El diario La Región fue el primer medio periodístico en dar a conocer la noticia que una mujer de la comunidad indígena de Yankuntich logró vencer a la muerte tras haber sido mordida por un murciélago y ser contagiada de rabia silvestre.
Ahora, esta grata información se ha vuelto noticia mundial, al punto de catalogarlo como proeza médica y el inicio, quizá, de comenzar a salvar más vidas de esta enfermedad.
Así se informó al mundo:
Una auténtica proeza médica peruana en el tratamiento de la rabia silvestre lograron médicos especialistas del hospital regional Felipe Arriola de Loreto, al lograr que una paciente de la comunidad indígena achuar Yankuntich, sobreviviese tras inducirla al estado de coma durante 17 días.
Puanchir Pauch, de 42 años, residente de la citada localidad de la provincia loretana de Datem del Marañón, había sido mordida por un murciélago, mamífero hematófago que transmite la rabia silvestre.
Ella no entiende muy bien por qué estuvo 17 días dormida artificialmente y que gracias a ese procedimiento sus doctores le han salvado la vida.
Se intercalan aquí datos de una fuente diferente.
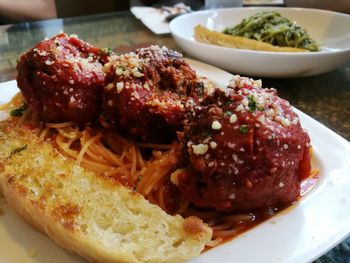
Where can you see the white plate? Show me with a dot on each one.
(302, 233)
(330, 29)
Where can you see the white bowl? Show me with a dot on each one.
(330, 29)
(334, 5)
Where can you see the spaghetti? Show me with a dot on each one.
(144, 167)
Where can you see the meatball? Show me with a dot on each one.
(246, 150)
(62, 79)
(147, 93)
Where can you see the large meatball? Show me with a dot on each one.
(62, 79)
(246, 150)
(147, 93)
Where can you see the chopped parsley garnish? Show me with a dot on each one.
(18, 150)
(253, 105)
(244, 129)
(108, 51)
(19, 111)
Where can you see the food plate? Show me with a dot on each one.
(330, 29)
(301, 233)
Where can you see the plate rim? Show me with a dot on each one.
(207, 256)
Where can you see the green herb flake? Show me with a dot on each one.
(271, 27)
(244, 129)
(19, 111)
(228, 113)
(17, 150)
(108, 51)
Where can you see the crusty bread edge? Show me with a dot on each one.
(69, 240)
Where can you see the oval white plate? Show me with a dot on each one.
(330, 29)
(299, 234)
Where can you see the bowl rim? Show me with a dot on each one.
(174, 22)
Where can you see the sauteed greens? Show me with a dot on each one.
(272, 28)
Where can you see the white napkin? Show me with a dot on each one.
(155, 18)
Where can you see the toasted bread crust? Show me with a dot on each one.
(100, 220)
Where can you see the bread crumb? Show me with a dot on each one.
(194, 225)
(32, 252)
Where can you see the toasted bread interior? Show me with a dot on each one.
(98, 219)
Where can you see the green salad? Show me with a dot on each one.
(272, 28)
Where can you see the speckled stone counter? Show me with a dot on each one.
(325, 97)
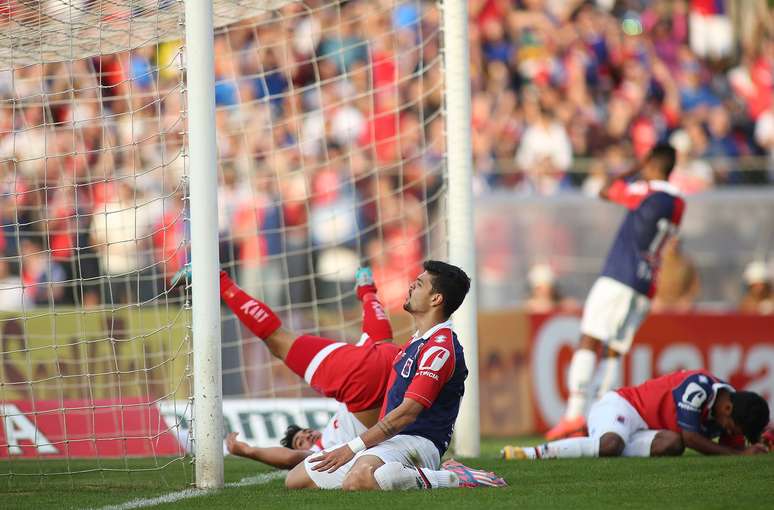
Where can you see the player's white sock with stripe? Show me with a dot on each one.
(608, 376)
(572, 448)
(639, 444)
(396, 476)
(578, 380)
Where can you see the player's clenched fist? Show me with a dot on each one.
(767, 438)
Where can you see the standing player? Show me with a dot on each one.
(620, 298)
(662, 417)
(404, 448)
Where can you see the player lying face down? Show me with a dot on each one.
(663, 416)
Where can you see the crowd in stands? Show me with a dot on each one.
(331, 143)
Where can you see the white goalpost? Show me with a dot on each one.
(284, 142)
Según los especialistas del hospital regional esta paciente se convirtió en una de las pocas personas en sobrevivir sin secuela a la rabia silvestre por mordedura de un murciélago.
«No hay registros de un caso similar. Pero no solo ha sobrevivido a la rabia silvestre, todo parece indicar que Puanchir no tendrá ningún tipo de secuelas, ni físicas ni neurológicas», afirmaron.
Proeza médica peruana
Puanchir llegó al hospital regional de Loreto el 7 de febrero con su hija y su nieto, quienes fueron hospitalizados de inmediato. Solo dos días después, Puanchir empezó a manifestar los síntomas de la enfermedad y fue internada como un caso sospechoso de rabia.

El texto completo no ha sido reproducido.